Dissecting the molecular basis of neurodegeneration in Cockayne syndrome

Cockayne syndrome (CS) is a progressive developmental and neurodegenerative disorder, associated with a DNA repair defect, resulting in premature death during childhood. There is currently no cure for CS and treatment is directed at alleviating symptoms. Most of patients are mutated in the csb gene. Even if the genetic basis of this disorder have been identified, the molecular neuropathology associated with such deficit is largely unknown. Observation that neurological symptoms may be detected either at birth or during the childhood suggests a key role for CSB protein in the plasticity and the maintenance of central nervous system. We have previously found that the CSB defect results, in fibroblasts, in altered expression of pro-apoptotic proteins and enhanced programmed cell death, after many kind of stress, including oxidative attack and hypoxia.
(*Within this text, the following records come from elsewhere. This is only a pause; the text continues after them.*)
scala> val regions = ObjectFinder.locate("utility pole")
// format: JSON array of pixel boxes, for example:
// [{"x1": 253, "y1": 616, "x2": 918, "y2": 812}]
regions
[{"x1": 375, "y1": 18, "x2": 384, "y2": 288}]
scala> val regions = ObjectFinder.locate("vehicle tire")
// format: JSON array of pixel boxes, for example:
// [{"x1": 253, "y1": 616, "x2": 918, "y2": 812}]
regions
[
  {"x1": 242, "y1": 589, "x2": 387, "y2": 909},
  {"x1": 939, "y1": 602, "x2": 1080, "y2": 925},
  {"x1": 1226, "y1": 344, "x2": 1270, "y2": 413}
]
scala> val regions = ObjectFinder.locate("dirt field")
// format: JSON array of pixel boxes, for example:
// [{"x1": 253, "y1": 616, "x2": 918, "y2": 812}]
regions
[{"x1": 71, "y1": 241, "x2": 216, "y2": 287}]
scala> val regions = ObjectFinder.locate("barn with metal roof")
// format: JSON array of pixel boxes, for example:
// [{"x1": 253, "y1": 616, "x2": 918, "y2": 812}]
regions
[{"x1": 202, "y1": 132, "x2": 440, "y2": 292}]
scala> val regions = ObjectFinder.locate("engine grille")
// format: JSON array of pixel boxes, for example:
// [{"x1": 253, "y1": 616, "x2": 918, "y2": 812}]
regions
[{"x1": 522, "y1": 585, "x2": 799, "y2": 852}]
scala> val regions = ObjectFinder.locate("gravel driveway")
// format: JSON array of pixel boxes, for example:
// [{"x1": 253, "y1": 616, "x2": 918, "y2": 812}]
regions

A likely possibility is that the loss of CSB gives rise to a massive death of neural cells thereby affecting the homeostasis of nervous system tissues. Alternatively, CSB deficiency might impact the transcriptional programs that govern survival and differentiation of adult neural stem cells. We will determine the specific sites of programmed cell death and whether neuron cell loss is a primary event or due to loss of progenitor/stem cells or associated cell types. Further, we will analyze to what extension the impaired capability of CS-B cells to adequately respond to oxidative attack and hypoxia affects the integrity and differentiation capabilities of adult neural stem/progenitor cells as well as the viability of their differentiated cell lineages (neurons, astrocytes, oligodendrocytes and Schwann cells). Our innovative approach makes use of either primary or immortalized neural progenitor cell systems with efficient self-renewal and multi-lineage differentiation capabilities or differentiated neural cell types such as neurons, oligodendrocytes, astrocytes and Schwann cells which would likely provide valuable information on the molecular cause of neurodegeneration in CS-B patients. Successful conclusion of these studies will expand our knowledge of mechanisms of neurodegeneration and lay the groundwork for development of therapeutic approaches for CS patients.